I should also own up to this photo being taken from relatively near the edge of the city, and looking outward rather then towards the wonderful collection of roof-bearing items in the post-card.  That’s because I could stand on a balcony to take this, while the view towards city centre has some window-screen interference.  However, since we’re not here for art particularly, let’s have a look at a panorama of the west, north and north-east parts of my home town, c. within the past month.

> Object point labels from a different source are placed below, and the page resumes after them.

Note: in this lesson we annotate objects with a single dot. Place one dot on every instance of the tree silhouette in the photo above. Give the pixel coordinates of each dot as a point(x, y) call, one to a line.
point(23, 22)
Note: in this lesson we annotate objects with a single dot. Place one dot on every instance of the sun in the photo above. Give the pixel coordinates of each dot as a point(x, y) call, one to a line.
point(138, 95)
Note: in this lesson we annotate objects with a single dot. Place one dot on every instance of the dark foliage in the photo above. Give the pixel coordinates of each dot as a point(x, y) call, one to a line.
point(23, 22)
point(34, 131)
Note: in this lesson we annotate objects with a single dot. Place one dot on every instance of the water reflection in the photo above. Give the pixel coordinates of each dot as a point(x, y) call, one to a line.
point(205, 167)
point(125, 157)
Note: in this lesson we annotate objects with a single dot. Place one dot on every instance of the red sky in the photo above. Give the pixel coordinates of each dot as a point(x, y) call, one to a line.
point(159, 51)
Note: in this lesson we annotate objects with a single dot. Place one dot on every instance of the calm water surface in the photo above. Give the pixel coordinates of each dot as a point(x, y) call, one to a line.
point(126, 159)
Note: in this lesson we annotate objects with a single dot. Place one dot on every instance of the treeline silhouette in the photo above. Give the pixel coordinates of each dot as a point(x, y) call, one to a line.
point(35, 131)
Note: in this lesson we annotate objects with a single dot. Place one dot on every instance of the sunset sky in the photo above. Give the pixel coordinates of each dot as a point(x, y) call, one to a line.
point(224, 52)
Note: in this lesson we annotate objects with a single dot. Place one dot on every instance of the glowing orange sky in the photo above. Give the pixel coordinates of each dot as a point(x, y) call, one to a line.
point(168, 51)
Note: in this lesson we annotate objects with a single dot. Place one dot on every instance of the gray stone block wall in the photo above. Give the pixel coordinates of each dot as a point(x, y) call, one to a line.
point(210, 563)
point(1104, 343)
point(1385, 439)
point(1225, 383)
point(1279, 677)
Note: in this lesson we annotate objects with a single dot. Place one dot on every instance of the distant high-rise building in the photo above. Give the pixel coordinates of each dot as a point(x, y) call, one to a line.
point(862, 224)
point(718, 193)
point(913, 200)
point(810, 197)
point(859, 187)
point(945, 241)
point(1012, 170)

Regina Trees 4Regina Trees 5
Regina Trees 6

The oil refinery really makes the place, doesn’t it?  One of the reasons I started with the angle I did is that the foreground for all of these is a vast park that takes up something like a five percent of the area of the city.  However, you can’t really see where the park ends and the standard detached single-family dwellings that make up the most of the city’s footprint begin, because a yard without a tree is hardly to be found.  Consider also that the spacing of those dwellings is considered by people from many other places in North America to be scandalously tight– I’ve never lived in a house that was more than two metres from its neighbour, and it’s not hard to find places in the more tree-intensive parts of town, the old and established places just south-west of the horrid-looking post-card, where you can walk between houses and keep a hand on each of them without straightening your elbows.  I watch with amazement house-finding shows in which people look out a window across a space sufficient for three tennis courts and lament at how close the next house over is.

My point, because I admit I wander a little: trees are awesome.  I love living in a city in which it is hard to tell from a low altitude that there is a city.  I think that this vast forest, made by people, is what keeps the people here as tolerable as they are.  I’m not alone in this opinion, and I could wish the whole world’s population could spend at least part of the year under a nice leafy canopy like the one I’m lucky enough to get non-fiduciary benefits from for nearly six months of the year.

In about a week, I’ll be grumbling at how they’ve all shed their leaves too early, the deciduous cowards.